RecursionError while saving a model's state dict

Jordan_Juras · March 9, 2020, 1:49pm

Hi,

I am having an ongoing issue with saving the ‘state_dict’ of my model/optimiser. I have followed the guidance from this forum, which encourages saving the state dictionaries of the model and optimiser separately. I unfortunately cannot do this, as the action produces a python recursion error - which states that the limit is reached. If I increase the limit with sys.setrecursionlimit, I get a segfault.

I have worked around this by simply saving the model and the optimiser in their entirety. However, I have updated some functionality in the model for visualisation and testing, and I need to transfer the state dict of the legacy model to the new model to use the functionality.

Has anyone else ran into this issue?

The model is a convolution vae with 4 layers separating the latent space from each of the input and output. The input dimension is [N_batch, 1, 33075], but kernel sizes do not exceed 5 samples. Latent space dimension is on the order of [1, hundreds].

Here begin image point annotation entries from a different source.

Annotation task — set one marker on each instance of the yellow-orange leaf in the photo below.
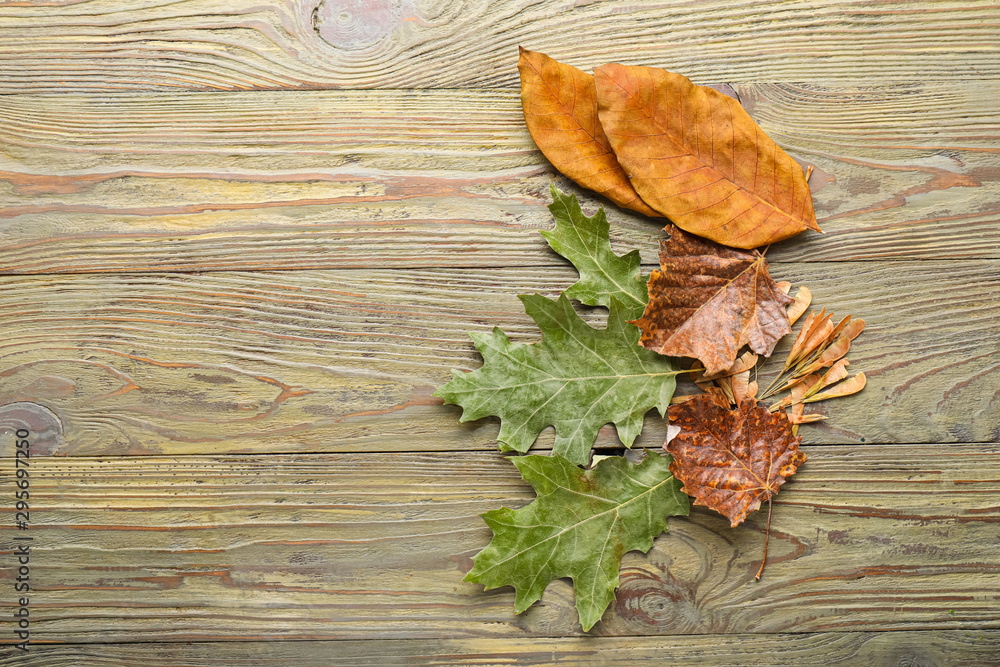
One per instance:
(560, 110)
(696, 156)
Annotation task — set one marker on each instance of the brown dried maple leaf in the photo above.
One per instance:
(707, 301)
(731, 460)
(560, 110)
(696, 156)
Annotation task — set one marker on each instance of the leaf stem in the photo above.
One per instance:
(767, 537)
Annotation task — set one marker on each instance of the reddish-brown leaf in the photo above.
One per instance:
(708, 301)
(731, 460)
(560, 110)
(696, 156)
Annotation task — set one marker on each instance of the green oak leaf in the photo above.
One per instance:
(576, 379)
(584, 241)
(579, 526)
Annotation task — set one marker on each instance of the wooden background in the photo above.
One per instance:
(241, 244)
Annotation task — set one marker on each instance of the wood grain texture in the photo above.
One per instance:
(828, 649)
(367, 179)
(108, 45)
(347, 360)
(374, 546)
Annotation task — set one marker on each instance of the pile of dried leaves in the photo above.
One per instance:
(653, 142)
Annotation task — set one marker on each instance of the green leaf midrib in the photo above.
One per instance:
(600, 265)
(616, 508)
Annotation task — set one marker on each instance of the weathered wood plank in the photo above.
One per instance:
(203, 182)
(828, 649)
(108, 45)
(347, 360)
(372, 546)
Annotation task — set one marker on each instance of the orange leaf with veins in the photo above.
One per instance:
(560, 110)
(696, 156)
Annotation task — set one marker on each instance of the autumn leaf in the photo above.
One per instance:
(707, 301)
(731, 460)
(560, 110)
(579, 526)
(696, 156)
(577, 379)
(584, 241)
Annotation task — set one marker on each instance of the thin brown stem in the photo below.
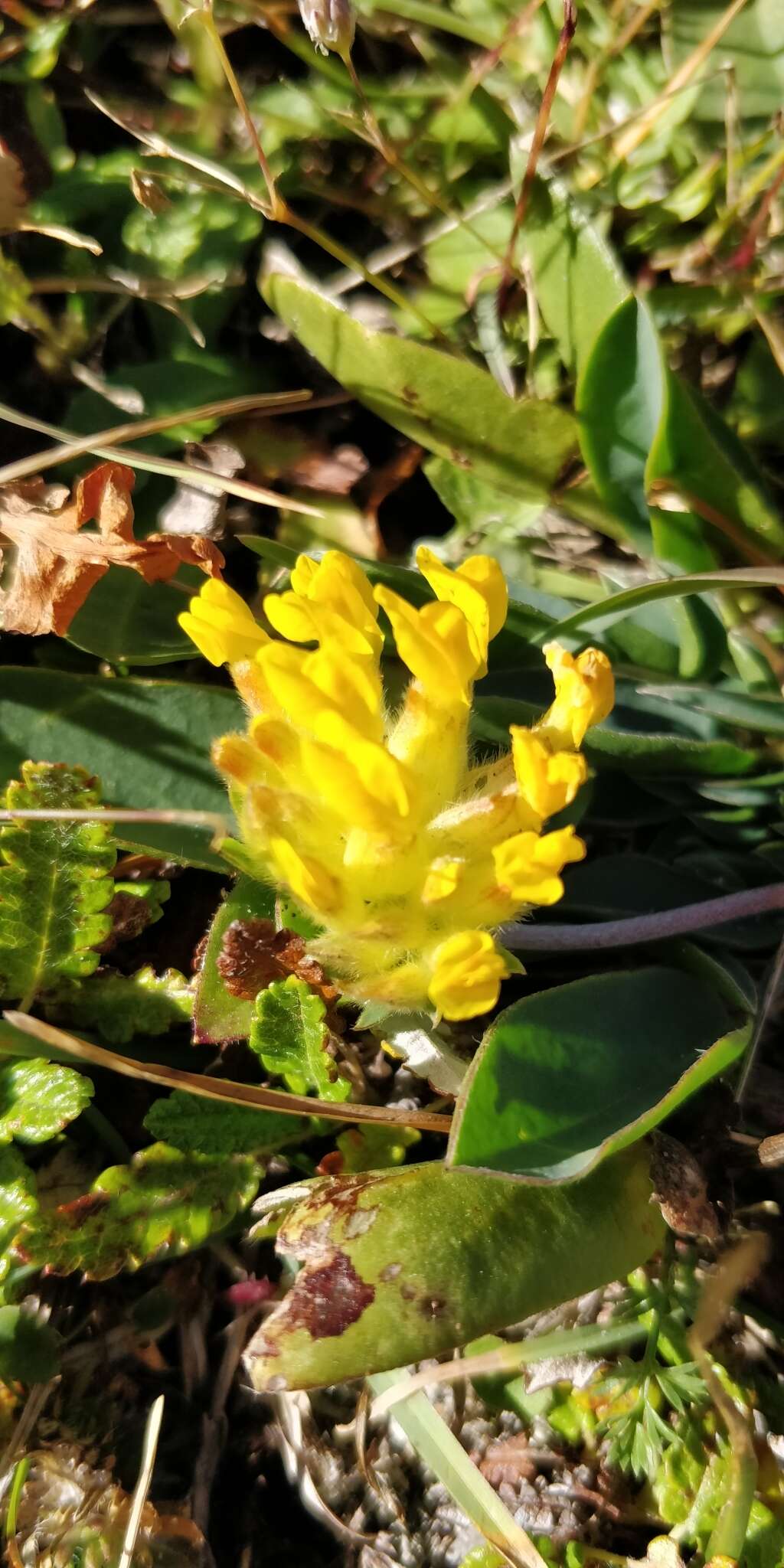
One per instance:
(568, 28)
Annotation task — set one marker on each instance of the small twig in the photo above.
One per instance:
(772, 990)
(568, 28)
(143, 1485)
(643, 927)
(223, 1089)
(134, 430)
(637, 134)
(168, 466)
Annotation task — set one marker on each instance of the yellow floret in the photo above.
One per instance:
(221, 625)
(380, 824)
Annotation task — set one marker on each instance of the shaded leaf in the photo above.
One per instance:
(622, 402)
(290, 1038)
(149, 740)
(568, 1076)
(629, 752)
(162, 1204)
(407, 1264)
(18, 1200)
(38, 1099)
(577, 278)
(54, 882)
(28, 1349)
(444, 403)
(57, 564)
(204, 1126)
(118, 1007)
(375, 1148)
(129, 622)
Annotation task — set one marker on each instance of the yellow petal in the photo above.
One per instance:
(529, 864)
(466, 975)
(383, 778)
(547, 779)
(351, 688)
(221, 625)
(488, 577)
(444, 875)
(583, 695)
(308, 880)
(436, 645)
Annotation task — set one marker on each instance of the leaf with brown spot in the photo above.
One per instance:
(449, 1255)
(253, 956)
(57, 560)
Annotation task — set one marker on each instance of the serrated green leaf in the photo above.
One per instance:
(54, 884)
(38, 1099)
(162, 1204)
(118, 1007)
(206, 1126)
(405, 1264)
(289, 1035)
(28, 1349)
(220, 1017)
(18, 1200)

As far as I can tell this is a standard size model (?). Training was not problematic in time.

Any help would be greatly appreciated.

ptrblck · March 10, 2020, 4:35am

You will get a max recursion error, if you have assigned the model to itself somewhere.
This code demonstrates the issue:


class MyModel(nn.Module):
    def __init__(self):
        super(MyModel, self).__init__()
        self.fc1 = nn.Linear(1, 1)
        self.model = self # will create recursion error
        
    def forward(self, x):
        x = self.fc1(x)
        return x

model = MyModel()
model.state_dict()

If you remove the self.model = self assignment, the state_dict can be created.
Could you check your model for such a loop?